BlackRock Chairman and CEO Larry Fink said he is very bullish on the markets over the next 12 months [3].

Fink's optimism comes as the world's largest asset manager navigates volatile sectors and shifts in digital asset exposure. His outlook suggests a belief that structural technological shifts will outweigh short-term economic headwinds.

Speaking during an interview on CNBC’s "Squawk on the Street" program, Fink said a coming technological revolution and advancements in artificial intelligence are key catalysts for market growth [1, 4]. He said these drivers, combined with the benefits of long-term investing, create a strong foundation for future returns [4].

"I'm very bullish on the markets over the next 12 months," Fink said [2].

Despite this broad optimism, some specific segments of BlackRock's portfolio have seen recent contractions. One BlackRock unit shed nearly 40% [5] of its crypto exposure. Additionally, the firm recorded a $37 million [5] non-cash pre-tax loss on its stake in Circle.

Fink said these specific losses did not dampen his general outlook on the global economy. He said he has never been more optimistic about the growth ahead [6].

Throughout the interview, Fink linked the current market trajectory to a broader shift in how productivity is generated.
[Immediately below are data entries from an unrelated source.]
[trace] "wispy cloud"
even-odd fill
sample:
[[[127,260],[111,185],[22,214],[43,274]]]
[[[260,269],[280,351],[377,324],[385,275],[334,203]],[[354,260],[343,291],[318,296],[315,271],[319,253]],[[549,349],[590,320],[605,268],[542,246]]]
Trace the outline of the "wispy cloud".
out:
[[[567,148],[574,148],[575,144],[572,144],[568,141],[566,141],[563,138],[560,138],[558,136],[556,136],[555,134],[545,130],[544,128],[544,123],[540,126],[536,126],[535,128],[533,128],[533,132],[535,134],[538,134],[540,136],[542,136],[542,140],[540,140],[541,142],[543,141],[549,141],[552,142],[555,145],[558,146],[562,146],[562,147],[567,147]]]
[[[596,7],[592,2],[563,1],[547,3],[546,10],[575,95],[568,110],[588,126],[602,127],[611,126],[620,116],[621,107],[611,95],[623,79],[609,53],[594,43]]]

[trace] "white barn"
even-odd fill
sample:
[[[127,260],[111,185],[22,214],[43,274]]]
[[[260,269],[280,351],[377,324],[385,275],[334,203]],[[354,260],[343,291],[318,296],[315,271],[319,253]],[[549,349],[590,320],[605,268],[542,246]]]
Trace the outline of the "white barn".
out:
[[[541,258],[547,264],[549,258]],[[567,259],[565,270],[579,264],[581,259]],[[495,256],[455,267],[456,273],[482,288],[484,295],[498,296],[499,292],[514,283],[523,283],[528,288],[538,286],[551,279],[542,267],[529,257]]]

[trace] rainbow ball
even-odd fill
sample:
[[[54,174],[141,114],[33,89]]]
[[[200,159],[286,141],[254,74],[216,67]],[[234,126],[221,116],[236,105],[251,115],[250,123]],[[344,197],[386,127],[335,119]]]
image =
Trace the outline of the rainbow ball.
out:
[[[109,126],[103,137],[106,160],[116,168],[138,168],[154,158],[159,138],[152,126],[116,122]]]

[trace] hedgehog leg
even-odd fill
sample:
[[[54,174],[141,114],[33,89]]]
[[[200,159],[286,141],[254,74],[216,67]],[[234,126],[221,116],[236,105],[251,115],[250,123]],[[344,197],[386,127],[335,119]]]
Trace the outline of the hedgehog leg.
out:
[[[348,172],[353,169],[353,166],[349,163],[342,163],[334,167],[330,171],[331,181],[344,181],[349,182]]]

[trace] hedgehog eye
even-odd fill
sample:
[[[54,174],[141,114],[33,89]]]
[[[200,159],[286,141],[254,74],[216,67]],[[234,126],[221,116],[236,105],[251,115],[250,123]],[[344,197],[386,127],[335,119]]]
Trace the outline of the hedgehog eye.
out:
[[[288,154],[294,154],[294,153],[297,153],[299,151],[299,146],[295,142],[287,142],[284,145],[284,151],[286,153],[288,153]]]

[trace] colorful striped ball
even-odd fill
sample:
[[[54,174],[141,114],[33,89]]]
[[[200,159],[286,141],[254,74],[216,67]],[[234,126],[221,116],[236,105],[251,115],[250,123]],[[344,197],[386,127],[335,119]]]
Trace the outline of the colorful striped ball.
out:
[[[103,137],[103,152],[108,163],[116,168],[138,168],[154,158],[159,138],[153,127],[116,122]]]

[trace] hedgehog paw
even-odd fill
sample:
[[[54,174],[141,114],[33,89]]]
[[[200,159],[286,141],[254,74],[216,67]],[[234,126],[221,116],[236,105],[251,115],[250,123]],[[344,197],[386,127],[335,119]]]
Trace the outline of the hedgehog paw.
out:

He said AI is not merely a trend but a fundamental change in the technological landscape that will drive corporate earnings and market valuations over the coming year [1, 4].

"I'm very bullish on the markets over the next 12 months."

Fink's stance signals that BlackRock is prioritizing the long-term productivity gains of AI over the immediate volatility of the cryptocurrency market. By maintaining a bullish outlook despite specific losses in digital assets, the firm is signaling to institutional investors that the 'technological revolution' is a more reliable driver of value than speculative crypto trends.